Six journalists from five African countries joined us last week for our afternoon budget meeting during which we discuss and plan out stories, photos and graphics for the next day’s paper and content for our digital platforms.
After talking about Friday’s line-up, which included the Greene County Fair, Monroe County Sports Hall of Fame and a new base commander at Crane, the conversation on local news turned to more universal topics with our visitors. How do we cover late breaking news? How do we as a news organization cover partisan politics and issues, and is our coverage biased?
We shared our decision-making process on what we cover and why, and how our job is to remain neutral except for the editorial page. I told them it’s not uncommon for us to have e-mails or phone calls from readers telling us we’re biased — in some cases, too liberal, and in others, too conservative.
We had questions for our visitors, learning more about each of them and their news organizations back home.
Our six visitors to The Herald-Times were members of the Mandela Washington Fellowship for Young African Leaders. To call it competitive is a wild understatement. A total of 1,000 fellows were selected from 64,000 applicants this year.
Some context: It’s easier to get into an Ivy League school than earn a Mandela Fellowship.
Harvard University accepted 5.2 percent of applicants to the Class of 2020, according to the Boston Globe. The Mandela Fellowship accepted 1.5 percent of its applicants this year.
Bloomington hosted 25 fellows for a month this summer. The group is now in Indianapolis for the remaining two weeks of the six-week fellowship program.
I was introduced to the fellows during a networking event and luncheon at Ivy Tech last Wednesday along with representatives from Indiana University, nonprofit organizations, civil rights organizations and government entities. I first met Bakary Fatty, a law student and journalist from The Gambia. He helped organize the first ever presidential debate in his country. He writes on political and legal issues as a newspaper columnist and hosts a weekly TV program. Even 4,600 miles away from home, across the North Atlantic Ocean, he was working. It is tough to stop when you’re a story-teller.

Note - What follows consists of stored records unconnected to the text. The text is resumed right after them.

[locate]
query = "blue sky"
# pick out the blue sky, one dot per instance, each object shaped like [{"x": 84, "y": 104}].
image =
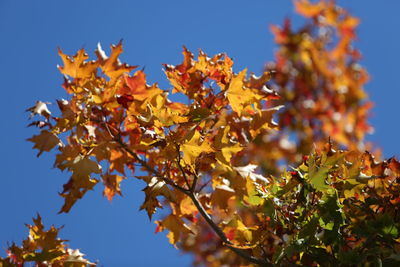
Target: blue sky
[{"x": 153, "y": 33}]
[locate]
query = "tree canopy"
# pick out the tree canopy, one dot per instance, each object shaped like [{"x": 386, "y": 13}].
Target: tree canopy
[{"x": 269, "y": 170}]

“You’re pitching me,” I told him. He laughed and nodded. He had ideas for collaboration with The Herald-Times. He wasn’t the only one.

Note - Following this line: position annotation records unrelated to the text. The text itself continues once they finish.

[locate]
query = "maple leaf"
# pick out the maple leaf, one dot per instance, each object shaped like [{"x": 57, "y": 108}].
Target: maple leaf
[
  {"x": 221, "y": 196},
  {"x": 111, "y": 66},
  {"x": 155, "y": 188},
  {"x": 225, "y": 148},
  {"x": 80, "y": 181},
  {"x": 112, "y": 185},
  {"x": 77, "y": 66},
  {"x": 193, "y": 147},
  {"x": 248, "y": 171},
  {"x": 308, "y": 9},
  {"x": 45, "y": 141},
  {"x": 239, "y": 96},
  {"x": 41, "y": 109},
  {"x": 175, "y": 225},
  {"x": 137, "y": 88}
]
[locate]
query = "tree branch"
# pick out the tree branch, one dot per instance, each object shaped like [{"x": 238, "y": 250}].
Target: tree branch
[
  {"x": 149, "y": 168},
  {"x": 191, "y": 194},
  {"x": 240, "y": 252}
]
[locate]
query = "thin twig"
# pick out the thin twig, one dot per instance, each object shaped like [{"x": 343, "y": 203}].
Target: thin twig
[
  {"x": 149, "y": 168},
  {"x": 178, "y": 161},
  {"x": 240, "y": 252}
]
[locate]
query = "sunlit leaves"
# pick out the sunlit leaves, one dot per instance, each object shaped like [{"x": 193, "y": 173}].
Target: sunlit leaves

Esther Onyinyechi Mark and Sharon Barang’a are education experts and journalists, also looking to report and share stories and exchange ideas. “Are you interested in education stories from Kenya?” asked Barang’a, a television journalist with NTV Kenya. Mark, from Nigeria, is interested in how schools are structured by grades and also in technical schools.
The youngest fellow is Tatenda Mapfumo. In Zimbabwe, she created a start-up called Tipster, that helps ordinary people share and tell their stories. “I believe information is power,” she told me.
Leonce Gamai heads up the political news at La Nouvelle Tribune, a print and online newspaper in Benin. We talked about the role of social media, and he wanted to know more about our digital subscription model for HeraldTimesOnline.com. In fact, he had emailed me a week before we met in person with questions.
I met Eve Mvera Kazungu during lunch. She is a volunteer journalist at Kenya News Agency; she writes about women with disabilities. She co-founded an organization that helps rescue exploited girls, providing custody and medical care.
By the end of lunch, we arranged a time for us all to meet again. The six fellows would come to The Herald-Times and join us for the afternoon budget meeting, take a tour and shoot a video to share more of their stories.